There are no advocacy groups for typhoid and other diseases of poverty similar to those that exist for HIV. Affected people and communities are not powerful constituencies. Decision-makers in endemic countries are typically drawn from the wealthier classes, and few have had typhoid fever, or have known someone who has died from the disease.
The position of major international donors — including the Bill & Melinda Gates Foundation in Seattle, Washington, and the US National Institutes of Health in Bethesda, Maryland — does not help. They focus on a narrowing range of diseases such as malaria and tuberculosis: priorities typically determined by metrics and disease league tables. Anything else is left mostly untouched.

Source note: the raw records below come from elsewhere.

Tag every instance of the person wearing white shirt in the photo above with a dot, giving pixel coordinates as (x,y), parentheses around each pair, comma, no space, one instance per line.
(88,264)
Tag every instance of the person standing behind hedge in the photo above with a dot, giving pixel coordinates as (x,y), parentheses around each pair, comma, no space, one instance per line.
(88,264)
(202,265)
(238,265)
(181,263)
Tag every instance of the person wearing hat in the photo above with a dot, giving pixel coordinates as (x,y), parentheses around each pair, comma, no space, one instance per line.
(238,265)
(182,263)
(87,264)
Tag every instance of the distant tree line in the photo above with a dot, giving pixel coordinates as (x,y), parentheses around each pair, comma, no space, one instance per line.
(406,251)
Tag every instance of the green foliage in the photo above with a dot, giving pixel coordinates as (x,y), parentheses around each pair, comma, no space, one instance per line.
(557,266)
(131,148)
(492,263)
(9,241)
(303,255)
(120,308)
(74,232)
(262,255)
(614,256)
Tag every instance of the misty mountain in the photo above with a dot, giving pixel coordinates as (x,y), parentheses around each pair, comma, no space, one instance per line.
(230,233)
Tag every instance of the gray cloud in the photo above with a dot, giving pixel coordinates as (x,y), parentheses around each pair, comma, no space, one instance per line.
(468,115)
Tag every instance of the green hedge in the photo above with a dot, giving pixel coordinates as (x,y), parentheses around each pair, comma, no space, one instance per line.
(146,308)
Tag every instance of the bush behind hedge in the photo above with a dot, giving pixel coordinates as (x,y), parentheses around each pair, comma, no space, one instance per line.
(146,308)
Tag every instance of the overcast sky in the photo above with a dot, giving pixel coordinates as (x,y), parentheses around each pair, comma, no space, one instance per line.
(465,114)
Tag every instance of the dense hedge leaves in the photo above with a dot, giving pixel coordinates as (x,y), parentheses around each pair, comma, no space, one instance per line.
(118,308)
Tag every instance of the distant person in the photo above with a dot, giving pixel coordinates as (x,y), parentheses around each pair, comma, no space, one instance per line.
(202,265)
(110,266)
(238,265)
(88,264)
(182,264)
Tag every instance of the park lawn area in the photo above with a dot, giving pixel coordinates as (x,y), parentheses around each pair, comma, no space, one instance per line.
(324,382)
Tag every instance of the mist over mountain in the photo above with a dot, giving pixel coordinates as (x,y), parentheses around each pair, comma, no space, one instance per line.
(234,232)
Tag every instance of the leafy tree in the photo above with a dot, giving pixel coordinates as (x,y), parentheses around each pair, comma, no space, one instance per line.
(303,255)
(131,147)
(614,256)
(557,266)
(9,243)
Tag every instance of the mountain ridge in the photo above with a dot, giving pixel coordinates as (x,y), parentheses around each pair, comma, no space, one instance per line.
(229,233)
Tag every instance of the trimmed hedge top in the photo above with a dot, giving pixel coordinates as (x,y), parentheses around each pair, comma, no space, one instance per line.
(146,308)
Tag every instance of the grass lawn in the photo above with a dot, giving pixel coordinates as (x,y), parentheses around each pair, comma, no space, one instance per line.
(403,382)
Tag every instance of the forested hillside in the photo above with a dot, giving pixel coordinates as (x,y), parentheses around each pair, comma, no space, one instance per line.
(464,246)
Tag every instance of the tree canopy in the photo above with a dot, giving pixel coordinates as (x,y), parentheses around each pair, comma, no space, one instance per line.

It can be a vicious circle. Take diagnosis: there is still no good way to detect typhoid, so global estimates of the extent of the problem are based on guesswork and are almost certainly underestimates. The disease thus has low priority in international assessments. Genome-based diagnostic methods are being explored, yet they rarely reach the field — partly because they are designed for use in well funded, technologically advanced laboratories. Academic funding focuses on research, with little left to support development and testing in endemic locations. Many methods simply die before testing, or as a consequence of trials poorly executed on shoestring budgets.

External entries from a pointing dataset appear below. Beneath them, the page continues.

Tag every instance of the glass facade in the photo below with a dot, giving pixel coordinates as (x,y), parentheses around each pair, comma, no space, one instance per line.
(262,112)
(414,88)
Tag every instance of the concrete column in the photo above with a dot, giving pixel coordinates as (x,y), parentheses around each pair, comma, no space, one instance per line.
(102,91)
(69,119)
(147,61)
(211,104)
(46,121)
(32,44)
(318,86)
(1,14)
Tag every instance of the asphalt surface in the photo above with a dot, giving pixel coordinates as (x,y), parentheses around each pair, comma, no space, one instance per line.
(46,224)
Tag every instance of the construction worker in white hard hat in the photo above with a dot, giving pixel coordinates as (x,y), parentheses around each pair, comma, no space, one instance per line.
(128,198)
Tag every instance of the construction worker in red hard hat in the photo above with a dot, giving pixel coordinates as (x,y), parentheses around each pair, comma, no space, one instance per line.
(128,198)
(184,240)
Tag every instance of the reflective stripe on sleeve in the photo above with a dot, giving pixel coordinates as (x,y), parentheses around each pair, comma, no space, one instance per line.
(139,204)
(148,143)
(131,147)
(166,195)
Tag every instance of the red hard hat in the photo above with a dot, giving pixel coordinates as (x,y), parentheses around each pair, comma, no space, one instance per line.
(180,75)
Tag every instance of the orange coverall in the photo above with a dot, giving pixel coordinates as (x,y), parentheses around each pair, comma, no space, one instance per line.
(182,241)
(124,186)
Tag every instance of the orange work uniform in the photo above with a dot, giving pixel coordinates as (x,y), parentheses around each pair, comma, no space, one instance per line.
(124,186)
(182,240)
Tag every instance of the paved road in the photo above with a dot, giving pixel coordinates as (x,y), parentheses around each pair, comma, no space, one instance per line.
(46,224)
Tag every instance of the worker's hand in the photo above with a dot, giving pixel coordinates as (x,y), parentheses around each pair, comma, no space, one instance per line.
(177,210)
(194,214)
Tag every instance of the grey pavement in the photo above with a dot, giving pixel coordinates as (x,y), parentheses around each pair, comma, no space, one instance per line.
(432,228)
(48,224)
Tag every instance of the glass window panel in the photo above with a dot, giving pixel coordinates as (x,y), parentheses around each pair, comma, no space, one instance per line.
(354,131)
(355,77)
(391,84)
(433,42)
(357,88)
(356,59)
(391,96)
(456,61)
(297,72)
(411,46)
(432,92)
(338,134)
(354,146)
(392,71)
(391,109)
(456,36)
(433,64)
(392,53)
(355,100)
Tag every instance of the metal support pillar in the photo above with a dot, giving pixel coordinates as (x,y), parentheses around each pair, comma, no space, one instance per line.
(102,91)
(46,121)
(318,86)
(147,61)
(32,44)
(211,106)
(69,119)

We need a new approach. Scientists who fight diseases such as typhoid through laboratory research must work more closely with those of us who do the same in the field.
Funding agencies that support investigators who use genomics research must give them more opportunities to see the nature of the infection in endemic countries. One way is to increase support for consortia and collaborations that already aim to bridge the geographical and technological gap.
Such initiatives also require more support and advocacy from ministries of health in developing countries, to welcome international collaboration and make possible academic and public-health partnerships.
If these crucial issues are not addressed, I fear that the sequence of the S. enterica Typhi genome, and others like it, will persist as a fascinating academic advance, mostly useless in a public-health context.
Stephen Baker is head of enteric infections at the Wellcome Trust Major Overseas Programme, Oxford University Clinical Research Unit. He coordinates field and laboratory research in Ho Chi Minh City, Vietnam, and Kathmandu, Nepal.